Once the groom is allowed in, he has to find the bride’s shoes which have been hidden somewhere in the bedroom.
|Once the shoes are found, the groom washes the bride’s feet – supposedly because this is the only time he serves his wife, who now has a lifetime of servitude to look forward to. But this is a throw back to less enlightened times, before the glories of Communism and equality of the sexes.
The bride and groom offer tea (敬茶) to the bride’s family, and in return receive hongbao.

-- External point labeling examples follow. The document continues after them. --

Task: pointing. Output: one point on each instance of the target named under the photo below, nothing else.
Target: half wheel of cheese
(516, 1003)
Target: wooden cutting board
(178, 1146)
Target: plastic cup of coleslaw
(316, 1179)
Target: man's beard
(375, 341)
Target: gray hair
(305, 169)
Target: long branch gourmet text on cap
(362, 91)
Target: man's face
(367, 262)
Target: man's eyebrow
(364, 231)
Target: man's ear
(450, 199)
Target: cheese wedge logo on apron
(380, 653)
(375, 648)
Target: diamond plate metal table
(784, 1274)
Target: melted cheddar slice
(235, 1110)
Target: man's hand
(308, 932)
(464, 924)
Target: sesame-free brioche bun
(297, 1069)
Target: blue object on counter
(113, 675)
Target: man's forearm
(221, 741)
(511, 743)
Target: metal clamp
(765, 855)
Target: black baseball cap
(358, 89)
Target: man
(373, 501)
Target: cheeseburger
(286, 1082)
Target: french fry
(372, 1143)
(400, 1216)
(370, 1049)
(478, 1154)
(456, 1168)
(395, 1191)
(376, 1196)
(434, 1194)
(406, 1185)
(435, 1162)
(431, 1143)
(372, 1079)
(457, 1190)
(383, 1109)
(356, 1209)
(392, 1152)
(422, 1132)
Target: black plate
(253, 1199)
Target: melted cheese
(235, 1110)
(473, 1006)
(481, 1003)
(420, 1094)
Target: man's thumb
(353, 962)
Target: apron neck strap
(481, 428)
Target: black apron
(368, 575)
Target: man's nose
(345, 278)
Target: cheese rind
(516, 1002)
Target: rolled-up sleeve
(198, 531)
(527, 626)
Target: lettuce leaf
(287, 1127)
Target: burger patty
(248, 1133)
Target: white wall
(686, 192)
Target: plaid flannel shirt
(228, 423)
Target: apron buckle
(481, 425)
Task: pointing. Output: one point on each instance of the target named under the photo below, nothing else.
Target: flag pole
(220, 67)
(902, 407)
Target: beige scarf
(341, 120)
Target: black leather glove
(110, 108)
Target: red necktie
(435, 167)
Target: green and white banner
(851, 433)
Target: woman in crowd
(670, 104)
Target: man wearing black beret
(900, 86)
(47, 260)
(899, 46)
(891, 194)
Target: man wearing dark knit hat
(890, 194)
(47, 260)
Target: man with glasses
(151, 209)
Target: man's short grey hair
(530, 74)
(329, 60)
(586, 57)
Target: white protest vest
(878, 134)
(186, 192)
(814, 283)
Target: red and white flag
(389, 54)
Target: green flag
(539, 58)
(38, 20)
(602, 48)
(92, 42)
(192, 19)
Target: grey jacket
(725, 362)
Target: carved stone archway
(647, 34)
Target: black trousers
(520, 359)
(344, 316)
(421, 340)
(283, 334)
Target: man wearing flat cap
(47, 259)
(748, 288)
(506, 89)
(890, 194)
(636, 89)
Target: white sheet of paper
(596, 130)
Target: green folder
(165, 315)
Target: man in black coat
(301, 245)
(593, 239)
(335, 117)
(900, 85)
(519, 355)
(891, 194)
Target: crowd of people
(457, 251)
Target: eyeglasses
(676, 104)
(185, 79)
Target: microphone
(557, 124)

|The groom then has to carry the bride from the house to the car. She’s not supposed to touch the ground, which can be a killer if it’s a sixth floor apartment.|
|Next the entire wedding party is chauffeured around the city in expensive cars (rented mostly, with a few lent by well-to-do relatives). There is a stop off for photos somewhere scenic, beside Dianchi Lake or at the Expo Gardens, before going to the hotel.|
The hotel is the venue for the main event, a feast for friends and co-workers. The bride and groom greet guests at the entrance accepting more hong bao, the bride gives a cigarette to male guests, and lights it. The tradition of giving red envelopes of money means that the couple getting married actually make a profit, and the more people you invite the more money you get. This has led things to getting out of hand (there are even cases of people holding a second wedding when they are a bit short of cash).
When the guests arrive at the hotel banqueting hall, the couple go up on stage and are teased by a compere, usually in a good humoured way (like the best man’s speech in a Western wedding), and the parents are invited up to say a few words.
The bride changes again (she changes several times throughout the day – Western white wedding dress and red Chinese qipao/cheongsam is standard), then they go round all the tables toasting (敬酒), often changing again to see people off (送客).
|The last event of the day is nao xin fang (闹新房), which much like a stag night is a chance for the bride and groom’s close friends to torment them before they become mature adults.|
Traditionally it takes place in the bedroom of the couple’s new house, but nowadays usually the hotel where they had the banquet will provide a room because it gets messy – food fights, people getting drunk and sick – so the hotel can take care of the clean up. The bride and groom have to play various games, such as the bride having to move an egg from one of the grooms trouser legs to the other using only her mouth, or the groom has to find peanuts hidden in the brides clothes. Luckily my brother-in-law had drunk himself unconscious by this point, and so was spared.
The photo above was taken when the couple were still in the restaurant toasting every table. Their friends gave the bride a glass of baijiu and wasabi – at this point, the bridesmaid (or best man) can take the couple’s place when drinking.